The design involved a symmetrical main frontage with seven bays facing onto The Circle; the central bay, which slightly projected forward, featured an arched doorway with colonettes supporting a stone surround and brackets supporting a cornice and a balcony. There were four-light windows in the other bays on the ground floor. On the first floor, there were large nine-light mullioned windows with gables above in the central bay and in the centre of each of the two side sections. The gables contained roundels in the tympanae. As well as rooms for the civic leaders, the building also incorporated facilities for the county court.

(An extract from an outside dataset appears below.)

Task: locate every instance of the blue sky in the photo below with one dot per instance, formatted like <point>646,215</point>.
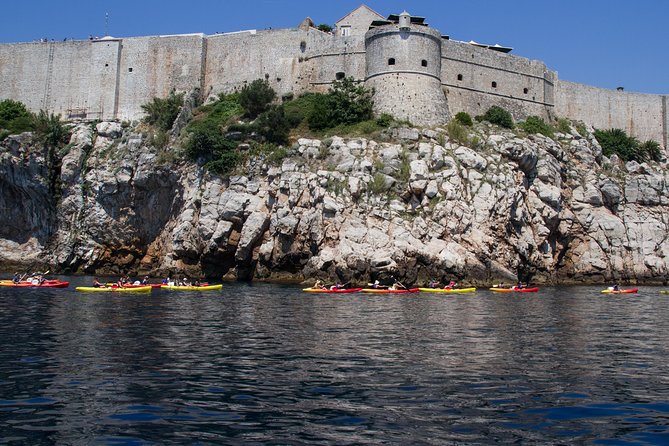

After significant population growth, largely associated with coal mining, the area became an urban district with the town hall as its headquarters in 1894. The town hall was primarily used as a venue for civic events after the urban district council acquired Bedwellty House and converted it into offices for council officers and their departments in 1901. After being elected as the Labour Member of Parliament for Ebbw Vale for the first time at the 1929 general election, the politician and future Deputy Leader of the party, Aneurin Bevan, delivered a speech from the balcony of the town hall on 31 May 1929.

Following the formation of the enlarged Blaenau Gwent District Council in 1974, there was limited demand for civic events in the town and the building was redeveloped and re-opened as the National Coal Board Club (usually referred to as the "N. C . B. Club"). After the owners of the building went into liquidation, the club closed in 2010, and the building has remained vacant and deteriorating since then.